Objective To investigate growth rhythm using nine Eucalyptus pellita provenances in southern Papua New Guinea and northeastern Australia, provide a scientific basis for the breeding and management of E. pellita.

Method A randomized block design experiment was conducted, and nested analysis of variance was utilized to analyze the growth rhythm variation patterns of 98 families from nine E. pellita provenances. The information of climate and environment factors in various sources were obtained, and Pearson method was used to reveal the correlation between growth traits and geography/climate factors. The fitting results of Logistic, Gompertz and Von Bertalanffy models were compared to select the optimal model, and calculate the growth rhythm of E. pellita. The excellent family selection was carried out by systematic clustering method.

Result Significant differences were observed in the tree height and DBH of 2.5-year-old E. pellita at provenance and family levels (P<0.05). Furthermore, a significant and positive correlation was found between isothermality and tree height of the provenances, exhibiting typical zonal variation patterns. The Logistic model had the best fitting effect on tree height and DBH of E. pellita. The Logistic model calculated the growth rhythms, with the average values of the maximum acceleration period (T₁), maximum deceleration period (T₂), and linear growth period (L) for tree height being 96, 636 and 540 d respectively, as well as for DBH being 165, 681 and 516 d respectively.
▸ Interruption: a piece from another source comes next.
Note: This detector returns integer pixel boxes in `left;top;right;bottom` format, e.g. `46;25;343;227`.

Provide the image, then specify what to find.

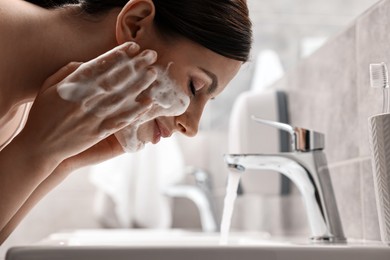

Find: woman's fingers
94;68;157;117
A systematic cluster analysis was conducted using the growth traits of 2.5-year-old E. pellita, and 29 general families, 30 medium families and 39 outstanding families were selected from 98 families. All the families of the three grades were further classified into three categories of I, II and III according to the cluster of growth rhythm T₁.

Conclusion The growth traits and growth rhythm of 2.5-year-old E. pellita exhibited considerable variation at provenance and family levels. The growth rhythm calculated using Logistic model can provide a theoretical basis for optimizing seedling rearing and management, as well as improved variety breeding of E. pellita.